An Industrial Product

Fresh milk had become largely automated and fully modern by the middle of the twentieth century. A modern industrial system dominated by fewer and larger corporations grew to provide this pure, natural product that had formerly come from numerous small farms and distributers. In the consolidation that followed, a few firms took an ever larger role in the city’s economy. Sheffield Farms, Borden’s and the United States Dairy Products Company were known as the “Big Three.” By the 1920s, they held more than 60 percent of the city’s dairy business. Skeptical of monopolies, many complained that the “milk trust” was fixing high prices. Workers sometimes went on strike for higher wages and better benefits. But for most consumers, the assurances of safety and healthfulness that the large companies could provide overshadowed other concerns. The final compromise solution involved government regulation of pricing, a mixed set of inspection and certification processes, and the universal enforcement of pasteurization. By 1925, it was proudly proclaimed that “New York City is now said to have the best milk supply of any large city in the world.”


"The Sheffield Farms plant on 125th Street is almost operatic. It looks theatrical. It had an observatory so people were able to have direct access from the street to come in and just watch the mechanical process of the milk being bottled and packed and carted off. It was an industrial ballet that was absolutely fascinating to people at the time."


 

Eric K. Washington, author of Manhattanville: Old Heart of West Harlem

The business of producing, processing and distributing milk became a massive endeavor involving a quarter of a million workers. For New York City’s children to receive the milk they needed required 450,000 cows in states across the northeast, and in Canada. Eleven different railroads then transported the milk to 343 pasteurizing plants in the five boroughs. After being purified and bottled, the milk was loaded onto 5,500 wagons before finally being delivered to individual customers or stores.

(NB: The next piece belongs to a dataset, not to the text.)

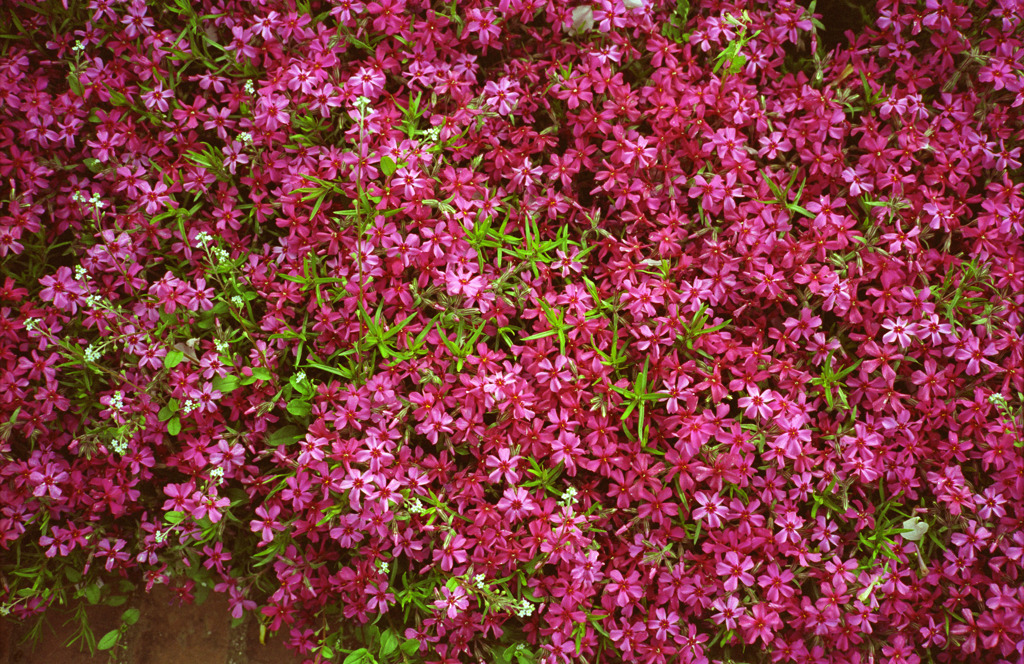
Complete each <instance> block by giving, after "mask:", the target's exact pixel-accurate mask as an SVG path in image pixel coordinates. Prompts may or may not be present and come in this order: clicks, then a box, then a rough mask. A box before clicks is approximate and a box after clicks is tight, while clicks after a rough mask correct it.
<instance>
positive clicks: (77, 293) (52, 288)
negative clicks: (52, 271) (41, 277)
mask: <svg viewBox="0 0 1024 664" xmlns="http://www.w3.org/2000/svg"><path fill="white" fill-rule="evenodd" d="M39 283H40V284H42V285H43V290H41V291H40V292H39V297H40V298H41V299H43V300H46V301H52V302H53V305H54V306H56V307H58V308H62V309H68V310H69V312H71V313H72V314H76V313H77V312H78V302H79V296H80V295H84V294H85V291H84V290H83V289H82V286H81V285H80V284H79V283H78V282H77V281H75V278H74V276H73V275H72V272H71V267H66V266H60V267H57V272H56V274H55V275H53V276H52V277H50V276H49V275H47V276H46V277H43V278H42V279H40V280H39Z"/></svg>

In the 1930s and 1940s, the newly reformed product was embraced by an ever-wider circle of consumers. No longer just for children, adults began to drink milk, too; this led  to the rise of a fad for Dairy Bars that took hold in the city and promised a healthy alternative to the typical lunch-counter fare. Uptowners took note. On West 135th Street, an entrepreneur opened Rose’s Dairy Lunch, the “Only Colored Dairy Lunch in New York,” which thrived by selling healthy food to local residents. The Amsterdam News, Harlem’s most-famous African American newspaper, reported that “improved methods of pasteurization, handling and distribution of milk have been the greatest help in safeguarding the purity of this important article of food,” and urged its readers to “Drink more Milk!”